Lloyd Blankfein: The Goldman Sachs CEO is a longtime Democratic donor, and Goldman's analysts have generally supported Obamanomics (predicting, for example, that $61 billion in budget cuts proposed this year by Republicans in Congress would cut U.S. economic growth in half). But the firm's relationship with the administration soured during last year's testy congressional hearings. (During his first year in office, Obama reportedly said of Blankfein and other bank CEOs, "These guys want to be paid like rock stars when all they're doing is lip-syncing capitalism.") The president has been mum on Goldman recently — a smart move, considering the firm's employees contributed nearly $1 million to his 2008 campaign.
George Soros: The left-wing financier (and Glenn Beck bête noire) threw his support behind Obama's first campaign but has recently been expressing his displeasure with how the president has handled the domestic economy, telling CNN's Fareed Zakaria in February that Obama has "lost control of the agenda." He may still donate to Obama's reelection bid, but it's clear his endorsement won't come without qualifications.
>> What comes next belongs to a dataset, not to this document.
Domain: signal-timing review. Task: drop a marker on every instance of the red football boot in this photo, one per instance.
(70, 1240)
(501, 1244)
Steve Schwarzman: the Blackstone chief would be an unlikely member of Team Obama — he's been a major Republican donor for years, and he once compared the president's efforts to hike carried-interest tax rates to Hitler invading Poland in 1939. But in an interview last week, Schwarzman seemed to have softened his stance. He said that the mounting federal deficit would mean that everybody in America — even private-equity billionaires — would have to "give something up" in the form of higher taxes.
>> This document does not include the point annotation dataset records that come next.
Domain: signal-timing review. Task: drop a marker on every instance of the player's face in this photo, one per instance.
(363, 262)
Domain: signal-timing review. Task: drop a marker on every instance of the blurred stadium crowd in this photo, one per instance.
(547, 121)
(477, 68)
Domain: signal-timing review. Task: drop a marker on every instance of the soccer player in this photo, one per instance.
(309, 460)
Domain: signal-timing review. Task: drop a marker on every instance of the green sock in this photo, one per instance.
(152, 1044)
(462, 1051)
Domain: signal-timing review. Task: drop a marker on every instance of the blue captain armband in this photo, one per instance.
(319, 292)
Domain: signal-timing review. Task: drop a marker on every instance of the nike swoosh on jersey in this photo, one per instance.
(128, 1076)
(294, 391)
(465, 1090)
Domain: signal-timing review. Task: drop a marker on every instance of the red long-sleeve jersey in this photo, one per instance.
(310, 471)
Jamie Dimon: The JPMorgan Chase CEO cried foul over Obama's scorn for "fat-cat bankers" in the wake of the financial crisis and recently said that proposed Dodd-Frank regulations of the $600 trillion swaps market "would damage America." But Obama recently tapped former Dimon deputy William Daley as his chief of staff, and Dimon has given his blessing to Obama's Consumer Financial Protection Bureau. According to rumors picked up by CNBC's John Carney, both Dimon and Blankfein may be headed to the Corzines' reception tonight — possibly, Democrats hope, to mend fences.